Molti dubbi rimangono sulla gestione della pandemia da Covid da parte del Governo. E, soprattutto, tante risposte dovranno essere date a quelle domande fatte dai familiari della vittime che non hanno potuto dare l’estremo saluto ai loro cari. Intanto, pian piano, vengono fuori documenti a firma, in questo caso, del Ministero della Salute che invita a non fare autopsie sui cadaveri. Perché?
Grazie a qualche medico, che a inizio pandemia ha effettuato autopsie sui cadaveri dei pazienti, si è scoperto che il primo effetto del Covid 19 è la CID, Coagulazione Intravascolare Disseminata. Si tratta della formazione di grumi nel sangue e di trombosi. Grazie a questa nuova conoscenza si è capito che i trattamenti fin li seguiti negli ospedali, basati sulla ventilazione meccanica nelle terapie intensive, erano controindicati.
Sono state adottate, dunque, cure semplici, effettuabili anche a domicilio che, se fatte subito, consentono di evitare di arrivare alla mutazione della patologia, che da influenza diventa trombosi.
Perché in Italia non sono state fatte le autopsie?
Alla base di questa volontà c’è, probabilmente, un invito del Ministero della Salute. L’oggetto della circolare mette il punto sulle azioni da seguire durante il periodo della pandemia. “Oggetto: Indicazioni emergenziali connesse ad epidemia COVID-19 riguardanti il settore funebre, cimiteriale e di cremazione”. Circolare che prende “in considerazione anche le disposizioni del DPCM 26 aprile 2020 che producono effetti sul settore funerario”. “Indicazioni” si legge ancora “che hanno come obiettivo la individuazione di procedure adeguate per il settore funebre, cimiteriale, della cremazione in fase emergenziale determinata dall’epidemia di COVID-19, valide per l’intero territorio nazionali”.
Al punto B si legge: “In caso di decesso al di fuori delle strutture sanitarie, il personale incaricato del trasporto funebre, laddove il defunto non sia già isolato all’interno di sacco impermeabile sigillato, disinfettato, provvede all’incassamento riducendo al minimo le occasioni di contatto, avvolgendo il defunto in un lenzuolo imbevuto di disinfettante. Sono vietati la vestizione del defunto, la sua tanatocosmesi, come qualsiasi trattamento di imbalsamazione o conservativo comunque denominato, o altri quali lavaggio, taglio di unghie, capelli, barba e di tamponamento.”
Al punto C, con oggetto “Esami autoptici e riscontri diagnostici” si affronta la questione autoptica.
“Per l’intero periodo della fase emergenziale non si dovrebbe procedere all’esecuzione di autopsie o riscontri diagnostici nei casi conclamati di COVID-19, sia se deceduti in corso di ricovero presso un reparto ospedaliero sia se deceduti presso il proprio domicilio. L’Autorità Giudiziaria potrà valutare, nella propria autonomia, la possibilità di limitare l’accertamento alla sola ispezione esterna del cadavere in tutti i casi in cui l’autopsia non sia strettamente necessaria.
Analogamente le Direzioni sanitarie di ciascuna regione daranno indicazioni finalizzate a limitare l’esecuzione dei riscontri diagnostici ai soli casi volti alla diagnosi di causa del decesso, limitando allo stretto necessario quelli da eseguire per motivi di studio e approfondimento.
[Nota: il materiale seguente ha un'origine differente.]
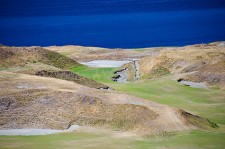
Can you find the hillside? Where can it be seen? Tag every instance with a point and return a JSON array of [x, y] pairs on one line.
[[200, 63], [28, 101], [33, 60]]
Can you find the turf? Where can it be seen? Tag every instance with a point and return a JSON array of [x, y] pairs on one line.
[[80, 140], [208, 103]]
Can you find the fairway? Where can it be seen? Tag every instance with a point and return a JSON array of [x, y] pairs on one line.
[[208, 103]]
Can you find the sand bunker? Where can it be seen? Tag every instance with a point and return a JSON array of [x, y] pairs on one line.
[[105, 63], [194, 84], [30, 131]]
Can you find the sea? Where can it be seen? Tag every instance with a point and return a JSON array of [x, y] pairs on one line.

In caso di esecuzione di esame autoptico o riscontro diagnostico, oltre ad una attenta valutazione preventiva dei rischi e dei vantaggi connessi a tale procedura, devono essere adottate tutte le precauzioni seguite durante l’assistenza del malato. Le autopsie e i riscontri possono essere effettuate solo in quelle sale settorie che garantiscano condizioni di massima sicurezza e protezione infettivologica per operatori ed ambienti di lavoro: sale BSL3, ovvero con adeguato sistema di aerazione, cioè un sistema con minimo di 6 e un massimo di 12 ricambi aria per ora, pressione negativa rispetto alle aree adiacenti, e fuoriuscita di aria direttamente all’esterno della struttura stessa o attraverso filtri HEPA, se l’aria ricircola.”
Il Ministero, come è evidente, lascia al giudice il potere discrezionale dell’autopsia. Non solo. Precisa che le strutture sanitarie dovranno fornire indicazioni al fine di limitare gli esami diagnostici.
Una circolare che serve al governo per lavarsi le mani da possibili risvolti giudiziari addossando possibili “colpe” agli operatori sanitari?